Un vote fragilisant la santé de nos enfants

Ce n’est pas mon habitude d’exposer mes opinions politiques sur la place publique. D’ailleurs, depuis que la gauche est devenue maladroite et que la droite est usuellement gauche dans notre province, mon parti est devenu l’apolitisme.

L’exception n’étant pas la règle, je me dois d’émettre mon commentaire face au vote des vingt-deux députés de l’Assemblée législative du Nouveau-Brunswick qui ont rejeté le projet de loi sur la vaccination obligatoire dans les écoles.

La COVID-19 a réussi à se propager en quelques mois dans tous les pays du monde et à infecter des millions de personnes et à en tuer des centaines de milliers. Les chercheurs du monde entier se concertent pour trouver le vaccin tant attendu qui viendra porter un point final à ce désastre humanitaire. Pendant ce temps, au Nouveau-Brunswick, nos législateurs votent pour empêcher la vaccination obligatoire des élèves dans les écoles.

J’entends déjà des voix s’élever au nom de la sacro-sainte atteinte des droits et libertés. J’y réponds, et les droits des enfants, qu’en fait-on? Ou, pire encore, que les vaccins font partie des théories du complot saugrenues qui prétendent que les vaccins vont dépeupler la Terre en implantant des puces électroniques à la population. Après un vaccin contre la COVID-19, vivement un vaccin contre la sottise! En attendant, je préfère m’en remettre aux arguments de la science et de l’Organisation mondiale de la santé qui soutient qu’une meilleure couverture de vaccination mondiale éviterait le décès de 1,5 million de personnes tous les ans.

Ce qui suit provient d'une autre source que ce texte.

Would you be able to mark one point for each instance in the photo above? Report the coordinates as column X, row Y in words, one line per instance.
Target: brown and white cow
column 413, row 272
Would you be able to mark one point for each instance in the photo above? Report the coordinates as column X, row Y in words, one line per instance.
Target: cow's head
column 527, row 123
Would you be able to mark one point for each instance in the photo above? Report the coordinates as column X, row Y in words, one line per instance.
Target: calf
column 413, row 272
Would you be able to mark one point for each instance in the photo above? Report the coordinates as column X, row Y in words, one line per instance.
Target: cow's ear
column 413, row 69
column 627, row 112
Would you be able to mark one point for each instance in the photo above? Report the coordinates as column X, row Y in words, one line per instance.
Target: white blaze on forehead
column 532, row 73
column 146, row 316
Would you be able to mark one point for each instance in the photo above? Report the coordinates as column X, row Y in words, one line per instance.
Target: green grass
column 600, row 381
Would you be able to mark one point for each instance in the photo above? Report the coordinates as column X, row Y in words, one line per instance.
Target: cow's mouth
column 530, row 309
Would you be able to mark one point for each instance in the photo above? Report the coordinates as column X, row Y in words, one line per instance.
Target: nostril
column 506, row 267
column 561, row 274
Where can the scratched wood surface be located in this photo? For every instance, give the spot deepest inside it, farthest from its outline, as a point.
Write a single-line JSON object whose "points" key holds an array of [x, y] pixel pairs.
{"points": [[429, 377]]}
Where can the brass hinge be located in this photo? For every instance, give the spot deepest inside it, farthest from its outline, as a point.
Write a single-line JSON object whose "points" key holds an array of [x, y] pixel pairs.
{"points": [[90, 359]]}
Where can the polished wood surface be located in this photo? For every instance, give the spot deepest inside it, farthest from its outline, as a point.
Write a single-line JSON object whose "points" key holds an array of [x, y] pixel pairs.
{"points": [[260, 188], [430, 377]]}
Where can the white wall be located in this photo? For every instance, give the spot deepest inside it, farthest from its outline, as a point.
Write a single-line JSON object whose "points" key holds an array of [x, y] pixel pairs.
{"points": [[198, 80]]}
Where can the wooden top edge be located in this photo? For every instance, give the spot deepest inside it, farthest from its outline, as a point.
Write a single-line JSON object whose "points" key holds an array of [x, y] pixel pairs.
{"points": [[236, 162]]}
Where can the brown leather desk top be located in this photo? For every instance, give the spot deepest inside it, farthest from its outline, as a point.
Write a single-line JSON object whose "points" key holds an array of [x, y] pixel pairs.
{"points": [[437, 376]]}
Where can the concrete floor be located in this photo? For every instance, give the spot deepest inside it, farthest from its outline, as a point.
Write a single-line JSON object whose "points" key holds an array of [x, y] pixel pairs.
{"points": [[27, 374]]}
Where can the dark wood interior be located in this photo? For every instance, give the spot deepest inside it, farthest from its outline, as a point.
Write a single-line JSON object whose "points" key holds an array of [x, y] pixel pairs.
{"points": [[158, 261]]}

En refusant la vaccination obligatoire des élèves dans les écoles publiques du Nouveau-Brunswick, ces vingt-deux législateurs font-ils preuve d’opportunisme face à un petit groupe de militants qui s’est présenté plusieurs fois à l’Assemblée législative pour s’opposer au projet de loi? Ou, sont-ils devenus de simples arrivistes qui n’espèrent que la prise de pouvoir lors des prochaines élections?